A Bayesian model-based analysis further supported the clustering results, grouping the 40 A. squamosa genotypes into two major clusters (Figure 2A). The ΔK value derived from Evanno’s algorithm predicted K = 2, consistent with the dendrogram results. Cluster I comprised genotypes from Andhra Pradesh, Tamil Nadu, Maharashtra, Karnataka, the USA and Taiwan, while Cluster II comprised genotypes from Andhra Pradesh, Telangana, Odisha and the USA.
Cross-species amplification of SSRs was highly successful, with a transferability rate of 80.0%–97.1% across five Annona species (Table 3). This high transferability is likely due to the conserved nature of flanking sequences around microsatellites in Annona species. Previous studies, such as those by Anuragi et al. (2016) and Kwapata et al. (2007), reported similar results, with SSR markers showing high cross-species transferability among different Annona taxa.
Although SSR development is expensive, once established, these markers are cost-effective and timeefficient for genetic analysis. In A. squamosa, SSRs have not been extensively used, but their high polymorphism suggests that they are valuable for assessing genetic diversity. Most of the genetic variation in this study was due to differences within populations, likely because A. squamosa is a recently introduced cultivated species. The AMOVA results, with an Fst value of 0.065, indicate significant genetic differentiation among the 40 custard apple genotypes, reflecting the coexistence of different genotypes within the same region (Ravishankar et al., 2015).
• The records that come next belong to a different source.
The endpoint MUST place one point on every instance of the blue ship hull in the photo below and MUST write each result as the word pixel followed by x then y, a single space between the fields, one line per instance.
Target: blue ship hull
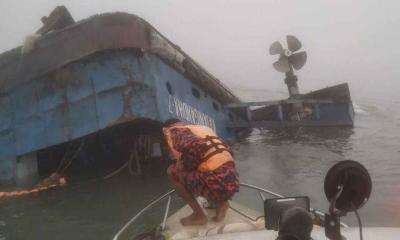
pixel 52 102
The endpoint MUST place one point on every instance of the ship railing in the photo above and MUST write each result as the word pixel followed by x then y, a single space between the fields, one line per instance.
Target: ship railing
pixel 168 195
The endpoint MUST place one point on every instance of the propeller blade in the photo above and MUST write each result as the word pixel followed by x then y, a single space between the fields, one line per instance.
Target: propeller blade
pixel 298 60
pixel 282 65
pixel 275 48
pixel 293 43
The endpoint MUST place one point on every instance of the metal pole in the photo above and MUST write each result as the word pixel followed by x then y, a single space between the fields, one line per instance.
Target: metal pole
pixel 166 213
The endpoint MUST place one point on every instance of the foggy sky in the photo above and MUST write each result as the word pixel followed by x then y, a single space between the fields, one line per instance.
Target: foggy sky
pixel 346 41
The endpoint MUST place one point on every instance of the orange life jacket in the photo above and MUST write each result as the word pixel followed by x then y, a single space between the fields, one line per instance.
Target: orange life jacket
pixel 217 153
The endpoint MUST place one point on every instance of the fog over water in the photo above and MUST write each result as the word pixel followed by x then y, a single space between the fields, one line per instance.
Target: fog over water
pixel 346 41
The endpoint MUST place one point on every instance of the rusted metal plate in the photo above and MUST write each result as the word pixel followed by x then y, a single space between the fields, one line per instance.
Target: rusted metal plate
pixel 57 49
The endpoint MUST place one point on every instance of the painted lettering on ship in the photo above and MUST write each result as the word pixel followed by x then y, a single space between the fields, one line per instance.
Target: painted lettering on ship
pixel 189 113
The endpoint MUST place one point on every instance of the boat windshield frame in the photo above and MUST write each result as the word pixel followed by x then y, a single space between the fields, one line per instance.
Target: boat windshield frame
pixel 169 194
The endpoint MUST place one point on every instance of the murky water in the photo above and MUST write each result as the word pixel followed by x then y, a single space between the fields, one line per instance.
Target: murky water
pixel 288 162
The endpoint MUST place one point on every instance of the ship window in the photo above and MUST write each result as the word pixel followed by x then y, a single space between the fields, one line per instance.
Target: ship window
pixel 216 106
pixel 196 93
pixel 169 88
pixel 230 116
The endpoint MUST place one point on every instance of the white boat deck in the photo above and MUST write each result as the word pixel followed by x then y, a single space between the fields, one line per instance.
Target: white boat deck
pixel 238 227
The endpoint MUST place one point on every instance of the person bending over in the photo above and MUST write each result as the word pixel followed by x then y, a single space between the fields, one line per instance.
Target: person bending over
pixel 204 167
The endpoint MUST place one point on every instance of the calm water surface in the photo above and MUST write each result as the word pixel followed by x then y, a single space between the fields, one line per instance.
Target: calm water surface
pixel 288 162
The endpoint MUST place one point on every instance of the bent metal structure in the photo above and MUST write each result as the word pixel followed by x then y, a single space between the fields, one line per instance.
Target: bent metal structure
pixel 100 72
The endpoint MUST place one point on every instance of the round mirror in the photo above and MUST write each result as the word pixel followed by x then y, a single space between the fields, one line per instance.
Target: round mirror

NGS proved to be an efficient method for identification and development of microsatellite markers. Compared with previous studies, this study revealed relatively higher heterozygosity and PIC values, emphasising the usefulness of species-specific SSR markers. The high PIC, polymorphism and Ho values indicate that the SSR markers developed in this study are effective for genetic diversity analysis in A. squamosa. These markers also demonstrated high transferability to closely related species, including A. cherimola, A. reticulata, A. glabra, A. muricata and A. atemoya. The microsatellite markers generated in this study will be valuable for genetic diversity studies, mapping, development of linkage map and other crop improvement programmes, like gene discovery, in A. squamosa.